Note that numbers on the left side of the bar indicate the percentage of total samples that are recorded against that particular instruction. For example, 68.42% samples of encapsulate() were recorded on the movzwl 0x58(%r12),%eax instruction.
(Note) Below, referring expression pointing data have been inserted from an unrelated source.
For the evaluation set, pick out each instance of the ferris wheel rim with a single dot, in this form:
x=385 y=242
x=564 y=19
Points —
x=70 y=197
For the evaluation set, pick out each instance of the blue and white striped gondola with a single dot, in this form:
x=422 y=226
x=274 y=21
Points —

Perf also shows these numbers in different colors based on how hot the instruction is.
Similarly, one can profile cache misses of Gatekeeper, which are important metrics for evaluating the effectiveness of memory prefetching techniques:
$ sudo perf stat -d -d -d ./build/gatekeeper
An example output is shown below:
Performance counter stats for './build/gatekeeper --file-prefix gk -w 0000:85:00.0 -w 0000:85:00.1 -- -l testx/gk_2.25_3lcore_16bots_1.log':
1882191.927242 task-clock (msec) # 5.641 CPUs utilized
96,075 context-switches # 0.051 K/sec
32 cpu-migrations # 0.000 K/sec
3,028 page-faults # 0.002 K/sec
5,626,153,554,672 cycles # 2.989 GHz (26.67%)
3,504,193,848,377 stalled-cycles-frontend # 62.28% frontend cycles idle (26.67%)
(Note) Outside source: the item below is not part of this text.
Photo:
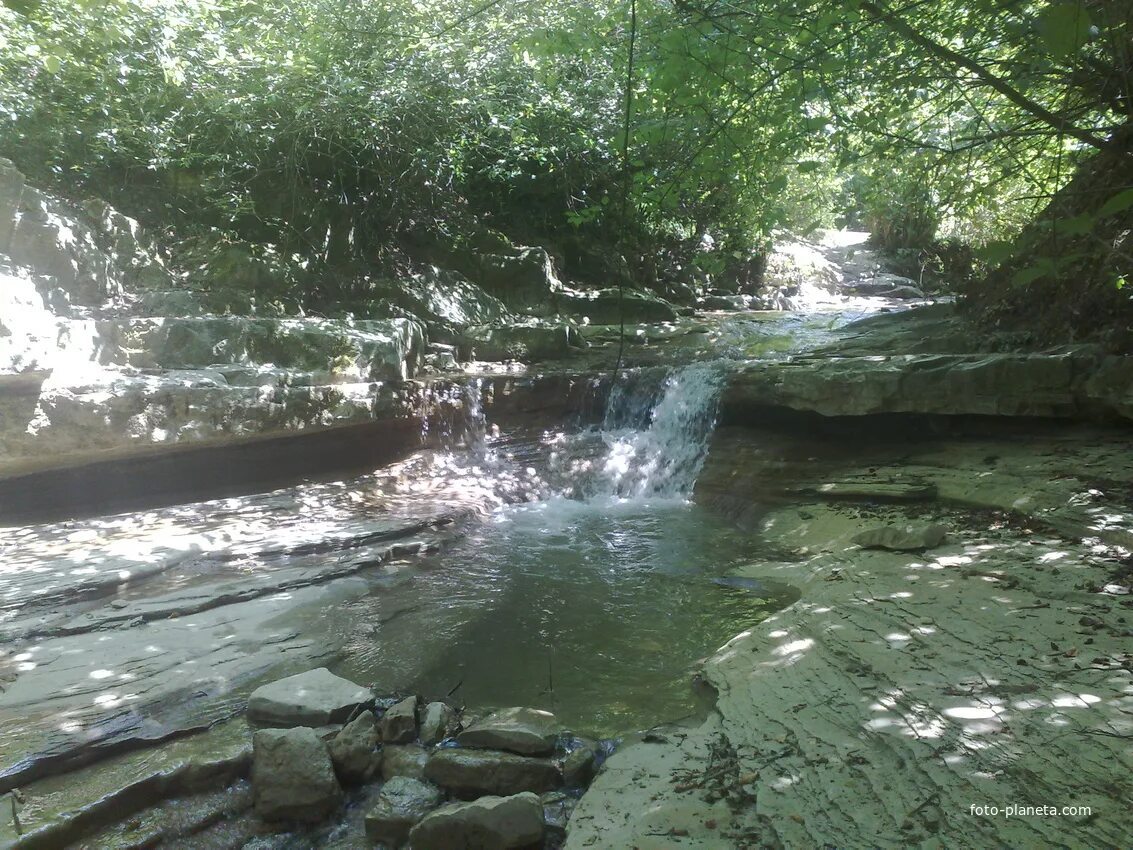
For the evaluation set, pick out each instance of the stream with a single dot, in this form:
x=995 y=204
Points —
x=596 y=600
6,434,258,804,285 instructions # 1.14 insn per cycle
# 0.54 stalled cycles per insn (33.34%)
869,134,076,984 branches # 461.767 M/sec (33.33%)
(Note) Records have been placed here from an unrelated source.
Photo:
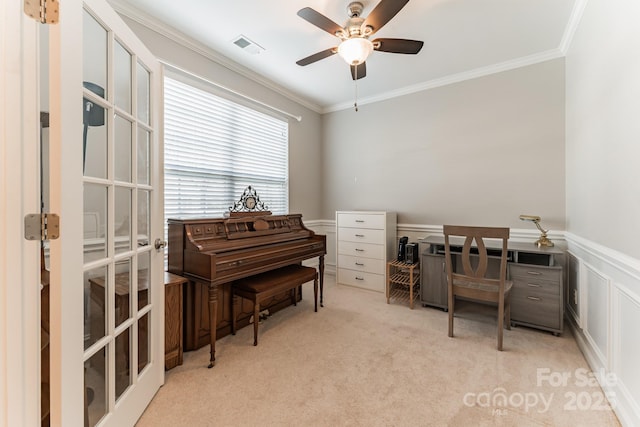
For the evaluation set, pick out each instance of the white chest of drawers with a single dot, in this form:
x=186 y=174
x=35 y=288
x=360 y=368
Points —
x=366 y=240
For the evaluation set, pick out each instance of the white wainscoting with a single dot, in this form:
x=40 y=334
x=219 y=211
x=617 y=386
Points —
x=606 y=319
10,250,878,156 branch-misses # 1.18% of all branches (33.33%)
2,140,112,178,105 L1-dcache-loads # 1137.032 M/sec (26.66%)
46,108,065,164 L1-dcache-load-misses # 2.15% of all L1-dcache hits (13.33%)
23,588,717,202 LLC-loads # 12.533 M/sec (13.33%)
12,093,886,730 LLC-load-misses # 51.27% of all LL-cache hits (20.00%)
<not supported> L1-icache-loads
970,829,847 L1-icache-load-misses (26.67%)
2,140,378,400,472 dTLB-loads # 1137.173 M/sec (26.66%)
7,915,973,786 dTLB-load-misses # 0.37% of all dTLB cache hits (13.33%)
184,116,114 iTLB-loads # 0.098 M/sec (13.33%)
9,409,649 iTLB-load-misses # 5.11% of all iTLB cache hits (20.00%)
<not supported> L1-dcache-prefetches
9,212,035,328 L1-dcache-prefetch-misses # 4.894 M/sec (26.67%)
333.635510550 seconds time elapsed
Note that the percentage on the last column of this report is the scaling factor. As documented on the Linux perf wiki multiplexing and scaling events: if there are more events than counters, the kernel uses time multiplexing (switch frequency = HZ, generally 100 or 1000) to give each event a chance to access the monitoring hardware. Multiplexing only applies to PMU events. With multiplexing, an event is not measured all the time. At the end of the run, the tool scales the count based on total time enabled vs time running.